Somebody may argue that such a converter is already available and it is built in into the pandoc tool. But, pandoc is using the external latex program while the previously mentioned tool was written in go and doesn't need TeX at all. There is a reason why such tool wasn't available in the decades before, because the subject is difficult to understand.

On the first look a markdown to pdf converter has to do with converting format A into format B. But a closer look towards the problem will show that it more complicated. The markdown format is similar to HTML a markup language. It contains of text which is enriched with additional information. In contrast, a printer and the printer format PDF doesn't contain of text but it is action oriented. And this makes it harder to write a converter.

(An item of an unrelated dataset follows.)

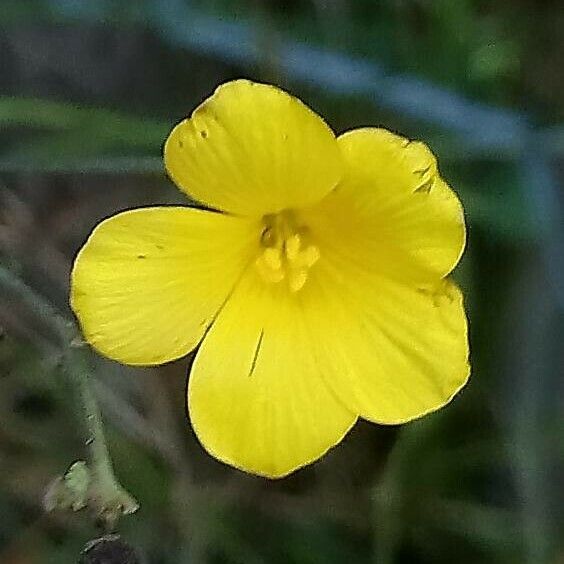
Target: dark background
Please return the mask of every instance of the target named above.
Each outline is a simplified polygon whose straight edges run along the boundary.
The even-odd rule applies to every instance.
[[[290,89],[337,132],[425,140],[459,193],[473,375],[401,428],[360,423],[281,481],[222,466],[185,416],[190,359],[98,359],[120,522],[149,563],[564,562],[564,4],[557,0],[0,0],[0,269],[70,318],[92,227],[182,203],[163,140],[221,82]],[[75,562],[44,514],[84,456],[53,335],[0,289],[0,562]]]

Basically spoken, the pdf format is not a text format similar to a .html but it is printer command language. It contains of actions like "drawtext()". So the converter has to read a plain text file as input and generates a script which is executed on the printer as output. So it is a text to program converter. And this makes it hard to write such a converter.

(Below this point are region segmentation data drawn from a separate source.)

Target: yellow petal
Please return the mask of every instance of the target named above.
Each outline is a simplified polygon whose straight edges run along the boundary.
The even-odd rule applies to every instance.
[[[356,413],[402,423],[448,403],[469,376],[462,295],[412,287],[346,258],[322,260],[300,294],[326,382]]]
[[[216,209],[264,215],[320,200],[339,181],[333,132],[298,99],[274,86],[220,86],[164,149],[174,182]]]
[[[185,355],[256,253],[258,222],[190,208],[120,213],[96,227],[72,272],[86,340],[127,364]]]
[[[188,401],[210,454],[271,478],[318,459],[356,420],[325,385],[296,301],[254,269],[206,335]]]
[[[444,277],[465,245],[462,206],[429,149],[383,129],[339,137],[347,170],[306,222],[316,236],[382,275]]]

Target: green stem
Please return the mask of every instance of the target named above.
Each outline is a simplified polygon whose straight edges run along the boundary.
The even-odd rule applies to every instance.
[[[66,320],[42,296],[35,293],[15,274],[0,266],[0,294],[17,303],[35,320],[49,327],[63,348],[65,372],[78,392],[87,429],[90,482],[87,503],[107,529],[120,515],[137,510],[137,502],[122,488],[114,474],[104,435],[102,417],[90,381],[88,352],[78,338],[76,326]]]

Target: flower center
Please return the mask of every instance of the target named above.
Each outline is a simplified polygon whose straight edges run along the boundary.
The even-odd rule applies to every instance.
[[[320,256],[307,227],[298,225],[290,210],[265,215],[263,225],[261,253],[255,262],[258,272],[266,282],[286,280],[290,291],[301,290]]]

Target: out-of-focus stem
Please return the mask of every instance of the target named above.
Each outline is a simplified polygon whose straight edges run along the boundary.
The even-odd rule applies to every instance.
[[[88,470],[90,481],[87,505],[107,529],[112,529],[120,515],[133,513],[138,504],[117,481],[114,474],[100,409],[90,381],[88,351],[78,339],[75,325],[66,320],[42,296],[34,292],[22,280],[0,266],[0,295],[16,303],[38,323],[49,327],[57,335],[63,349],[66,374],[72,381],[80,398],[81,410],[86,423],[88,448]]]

Let us give an example. In the markdown syntax a bold formatting is realized by "**hello**". This is a typical example for a markup syntax. The text author writes something and then the word should be printed. But, a printer doesn't work in this way. A printer doesn't need content but a command. What a printer can execute is a command like:

    setfont(bold)
    drawtext("hello")

That means, the original markdown file holds textual information, while the printer API is working with action commands. Or let me explain it the other way around. A markdown file can't be executed on a shell because it contains no commands, while a printer command language script doesn't holds information but it contains of statements.